In Figs. 13 and 14, we have estimated the mean and 95% confidence intervals, absolute and normalized to the mean, respectively, for the ten random paths displayed in Figs. 10 and 11. The amplitude of the confidence interval, defined by the standard error, varies depending on the widow size. For all cases, the amplitude was maximum at the smallest scale and approaches 0 at the maximum, where all paths converge at the mean of the site. However, we could observe differences along the path, which are site and variable (species profile index, or intermingling) dependent. Main differences were observed in the converging speed, which was already pointed out for Figs. 10 and 11.
Figure 13
Fig. 13

Confidence interval plots for Zusmarshausen (on the left) and Ottobeuren (on the right). The blue line represents the mean value for each of the growing window paths (see Fig. 12) and the dashed lines the 95% confidence interval boundaries

Figure 14
Fig. 14

Confidence interval plots for Zusmarshausen (on the left) and Ottobeuren (on the right), normalized to the mean, for the species profile index on the top panel and species intermingling on the bottom panel. The blue line represents the mean value for each of the growing window paths (see Fig. 12) and the dashed lines the 95% confidence interval boundaries

In Zusmarshausen in the case of the species profile index, the amplitude of the confidence interval remained constant with just a local minimum at 450 ha, while in Ottobeuren, it decreased rapidly, already converging at 250 ha, and remaining narrow from this point on. For the species intermingling, tendencies were similar but with some clearer differences. In Zusmarshausen, the amplitude was wider and decreases monotonically until it converged at the maximum site’s area, while in Ottobeuren also a minimum at ~ 250 ha was achieved converging at 1000 ~ha, similarly to the species profile index.

Discussion

Single-tree model structure sensitivity

Being SILVA a single-tree simulator where the location of all trees is known, structural indicators, which are closely connected with biodiversity, could be estimated directly from the tree lists that the simulator provides at each simulation period, in contrast to simulators based on stand variables, which would have strong limitations analyzing structures that arise from the distribution of individual trees. Moreover, as the connection to biodiversity is based on the distribution at tree level of certain species or their intermingling, this issue arises to be of capital importance for works like this, and for their future development (Crookston and Dixon 2005; Fahlvik et al. 2014; Pretzsch et al. 2017, 2002).

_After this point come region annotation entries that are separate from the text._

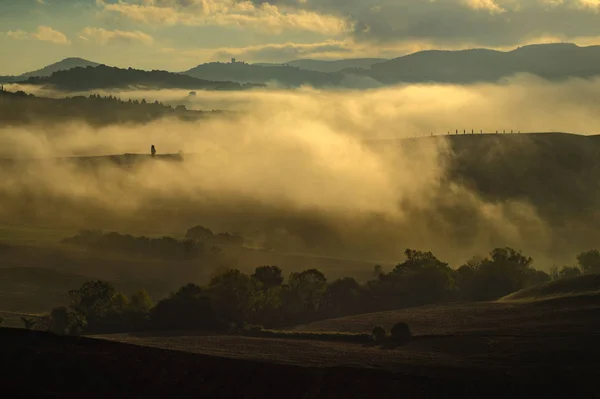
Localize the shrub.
[371,326,387,344]
[21,317,35,330]
[391,322,412,344]
[244,323,265,334]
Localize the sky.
[0,0,600,75]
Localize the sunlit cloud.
[79,27,154,45]
[99,0,352,35]
[4,26,71,45]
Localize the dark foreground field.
[0,329,598,398]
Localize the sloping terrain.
[366,43,600,84]
[501,274,600,302]
[0,329,597,399]
[21,65,260,91]
[182,62,343,87]
[98,298,600,373]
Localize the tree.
[252,266,283,290]
[21,317,35,330]
[390,249,455,306]
[185,226,214,241]
[209,269,261,327]
[321,277,362,317]
[131,290,154,313]
[371,326,387,344]
[150,284,219,330]
[577,249,600,273]
[390,322,412,344]
[289,269,327,311]
[50,306,83,335]
[558,266,581,278]
[468,247,536,301]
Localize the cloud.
[211,40,357,62]
[243,0,600,48]
[5,26,71,45]
[79,27,154,45]
[5,77,600,262]
[98,0,352,35]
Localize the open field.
[0,329,597,398]
[97,290,600,376]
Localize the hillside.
[365,43,600,84]
[18,57,100,80]
[368,133,600,259]
[0,329,597,399]
[501,274,600,301]
[0,57,100,83]
[0,91,220,126]
[20,65,259,91]
[253,58,387,73]
[182,62,343,87]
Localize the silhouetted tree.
[577,249,600,273]
[252,266,283,289]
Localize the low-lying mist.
[0,76,600,268]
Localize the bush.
[371,326,387,344]
[244,323,265,334]
[391,322,412,344]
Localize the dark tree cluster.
[44,247,598,342]
[0,91,220,126]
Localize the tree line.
[0,91,227,126]
[43,248,600,334]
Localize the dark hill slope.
[368,43,600,84]
[501,274,600,303]
[18,57,100,80]
[21,65,264,91]
[0,329,594,399]
[368,133,600,222]
[182,62,343,87]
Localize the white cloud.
[4,26,71,45]
[98,0,352,35]
[79,27,154,45]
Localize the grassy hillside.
[0,329,597,399]
[293,297,600,335]
[366,43,600,84]
[501,274,600,301]
[21,65,256,91]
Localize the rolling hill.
[18,57,100,80]
[253,58,387,73]
[20,65,260,91]
[500,274,600,302]
[0,57,100,83]
[182,62,344,87]
[364,43,600,84]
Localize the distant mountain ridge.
[18,57,100,79]
[181,62,344,88]
[0,57,100,83]
[366,43,600,84]
[5,43,600,90]
[253,58,388,73]
[18,65,261,91]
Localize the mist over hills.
[20,65,264,91]
[8,43,600,90]
[0,57,100,83]
[182,62,344,87]
[366,43,600,84]
[253,58,388,73]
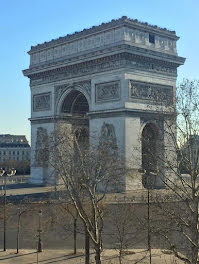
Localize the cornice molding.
[23,43,185,77]
[25,52,178,87]
[28,16,179,54]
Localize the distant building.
[0,134,30,166]
[23,17,185,190]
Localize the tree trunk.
[190,197,198,264]
[73,218,77,255]
[85,226,90,264]
[95,244,101,264]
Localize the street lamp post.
[0,168,16,251]
[37,210,42,252]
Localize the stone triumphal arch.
[23,17,185,190]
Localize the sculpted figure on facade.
[35,127,49,167]
[24,17,185,190]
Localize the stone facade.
[23,17,185,190]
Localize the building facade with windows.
[0,134,30,166]
[23,17,185,190]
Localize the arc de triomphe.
[23,17,185,190]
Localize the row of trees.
[0,80,199,264]
[45,80,199,264]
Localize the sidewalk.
[0,249,182,264]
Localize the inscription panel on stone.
[130,80,173,104]
[95,81,120,103]
[33,93,51,112]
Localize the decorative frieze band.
[55,80,91,110]
[95,81,120,103]
[33,92,51,112]
[130,80,173,103]
[30,53,177,86]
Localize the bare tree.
[51,126,124,264]
[141,80,199,264]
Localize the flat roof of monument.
[28,16,179,54]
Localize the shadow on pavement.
[26,253,85,264]
[0,250,37,261]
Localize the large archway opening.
[61,90,89,149]
[142,123,159,188]
[61,90,89,116]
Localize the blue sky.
[0,0,199,144]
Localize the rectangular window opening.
[149,34,155,44]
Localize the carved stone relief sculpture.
[95,81,120,103]
[130,80,173,104]
[34,127,49,167]
[33,93,51,112]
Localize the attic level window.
[149,34,155,44]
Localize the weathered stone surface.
[24,17,185,190]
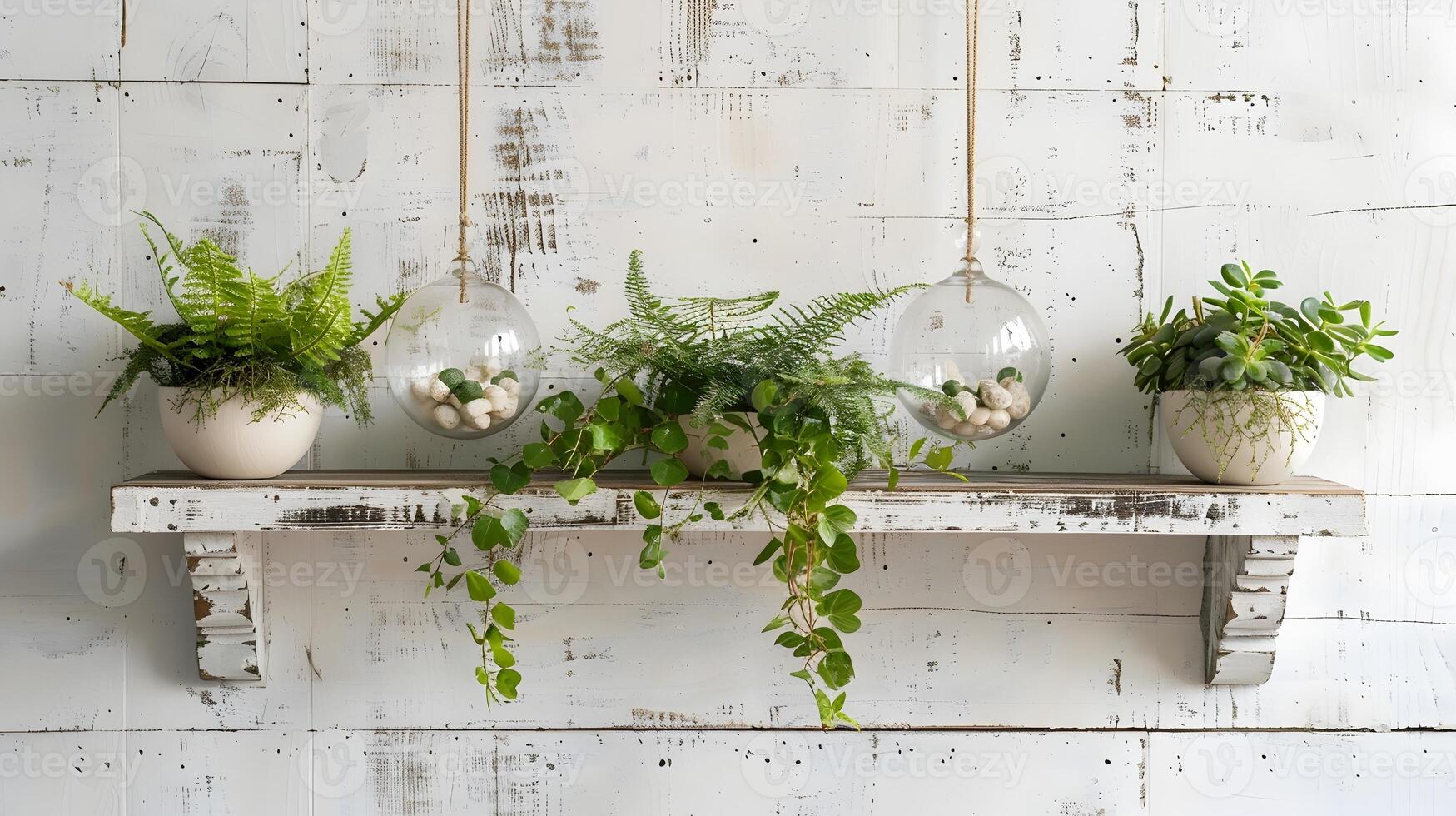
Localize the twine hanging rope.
[966,0,981,303]
[455,0,470,303]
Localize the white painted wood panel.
[118,0,313,82]
[0,0,1456,816]
[0,0,125,83]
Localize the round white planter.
[1162,391,1325,485]
[678,412,763,480]
[160,388,323,480]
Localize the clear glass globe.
[891,261,1051,441]
[385,271,540,439]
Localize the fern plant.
[418,252,960,729]
[66,213,403,425]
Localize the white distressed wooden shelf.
[112,470,1366,685]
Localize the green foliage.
[67,213,403,425]
[1118,262,1396,396]
[420,252,952,729]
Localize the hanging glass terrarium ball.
[385,270,540,439]
[891,237,1051,441]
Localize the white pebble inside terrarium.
[385,276,540,439]
[919,360,1031,440]
[892,239,1051,441]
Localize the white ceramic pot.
[1162,391,1325,485]
[678,412,763,480]
[160,388,323,480]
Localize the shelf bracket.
[1200,535,1299,686]
[182,532,268,684]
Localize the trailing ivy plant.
[1118,262,1396,478]
[418,252,961,729]
[66,213,403,425]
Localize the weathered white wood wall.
[0,0,1456,816]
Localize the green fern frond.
[562,252,943,475]
[142,211,191,318]
[64,281,182,363]
[67,213,390,424]
[344,295,405,347]
[290,231,354,369]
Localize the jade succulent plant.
[1118,262,1396,396]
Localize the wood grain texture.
[112,470,1366,536]
[0,0,1456,816]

The results we obtained showed the high sensitivity that simulations show across the entire ecosystem unit. Even if up to now each inventory point is not simulated independently but in strata, the evolution of each region on the ecosystem scale remained very realistic, as we will describe in detail in the following. Moreover, the management practices which we chose for each scenario followed the expected trends. It is especially significant to observe the very different diversity scenarios after 50 years, with two different management strategies showed results that point towards completely different types of forest ecosystems depending on management decisions. Implications of forest management, which depend on bio-socio-economic and climate trends, on biodiversity could be distinguished based of forest growth simulations.

Impact of treatments in the output diversity indicators

Management operations, i.e., thinning types, intensity, and final felling, were selected in order to achieve specific timber demands for each scenario. Thus, diversity outputs were a consequence and not the management goals. This means that our intention was to evaluate the impacts that management decisions within the society/economic environment have on biodiversity, seen as an ecosystem service. Our results showed the tendencies for a first simulation period of 50 years, even if the intention of this study is to show long-term simulations, which was enough to allow an assessment of management effects on habitat biodiversity (Griesser and Lagerberg 2012).

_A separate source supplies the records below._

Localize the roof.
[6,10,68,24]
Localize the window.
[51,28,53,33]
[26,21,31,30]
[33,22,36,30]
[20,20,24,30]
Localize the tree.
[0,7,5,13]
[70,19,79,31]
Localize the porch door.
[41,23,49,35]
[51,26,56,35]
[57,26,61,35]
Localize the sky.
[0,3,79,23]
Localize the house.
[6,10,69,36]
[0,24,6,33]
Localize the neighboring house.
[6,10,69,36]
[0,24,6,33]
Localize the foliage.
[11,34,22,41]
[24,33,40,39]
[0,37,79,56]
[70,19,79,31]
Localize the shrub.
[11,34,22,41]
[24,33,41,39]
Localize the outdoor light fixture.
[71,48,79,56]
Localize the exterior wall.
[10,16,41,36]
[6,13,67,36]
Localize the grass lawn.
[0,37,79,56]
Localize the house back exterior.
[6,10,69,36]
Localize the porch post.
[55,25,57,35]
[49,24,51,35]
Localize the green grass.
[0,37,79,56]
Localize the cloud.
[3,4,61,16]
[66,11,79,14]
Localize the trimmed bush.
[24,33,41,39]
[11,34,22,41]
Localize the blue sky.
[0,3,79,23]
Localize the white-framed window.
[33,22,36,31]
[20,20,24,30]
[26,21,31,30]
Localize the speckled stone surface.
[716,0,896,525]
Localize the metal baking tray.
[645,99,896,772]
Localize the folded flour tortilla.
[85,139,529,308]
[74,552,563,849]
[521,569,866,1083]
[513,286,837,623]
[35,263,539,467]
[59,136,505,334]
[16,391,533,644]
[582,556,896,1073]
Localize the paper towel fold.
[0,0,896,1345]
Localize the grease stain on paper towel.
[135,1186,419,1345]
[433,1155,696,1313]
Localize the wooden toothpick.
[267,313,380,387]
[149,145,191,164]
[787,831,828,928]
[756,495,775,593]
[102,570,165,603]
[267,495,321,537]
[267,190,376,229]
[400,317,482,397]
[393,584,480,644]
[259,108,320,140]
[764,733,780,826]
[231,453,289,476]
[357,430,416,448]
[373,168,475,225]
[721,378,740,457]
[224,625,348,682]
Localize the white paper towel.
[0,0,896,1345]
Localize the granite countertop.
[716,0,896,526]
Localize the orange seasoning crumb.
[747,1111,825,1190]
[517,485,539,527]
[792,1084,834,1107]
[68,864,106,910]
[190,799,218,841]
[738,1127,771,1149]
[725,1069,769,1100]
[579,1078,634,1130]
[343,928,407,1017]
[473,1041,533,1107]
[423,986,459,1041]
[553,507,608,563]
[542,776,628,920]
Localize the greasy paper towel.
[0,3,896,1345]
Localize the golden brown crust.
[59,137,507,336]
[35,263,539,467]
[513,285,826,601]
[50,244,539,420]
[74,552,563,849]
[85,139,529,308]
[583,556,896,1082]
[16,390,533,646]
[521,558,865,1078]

The consequences derived from the selected management scenario were clearly appreciated. On the one hand, the selection of conservative management principles, summarized in the multifunctional scenario, clearly maintained sustainable high levels of diversity, which generally improved in the entire site, increasing connectivity areas with the highest levels of species profile index. This scenario favored especially late rotations with future tree thinning strategies, promoting species mixture and multi-layering while preserving constant standing volumes. On the other hand, management strategies that change the forest ecosystem into a bio-energy-dominated scenario, the diversity represented by the species profile index, dropped drastically. The management guidelines (see the “Frame scenarios from the GLOBIOM model” section) stablished in this scenario generated a quick timber extraction during the first periods, accelerating the decrease in diversity. Forest structure became more homogenous as big diameters were not needed and conifers, which grow faster and are more suitable for the industry, were promoted.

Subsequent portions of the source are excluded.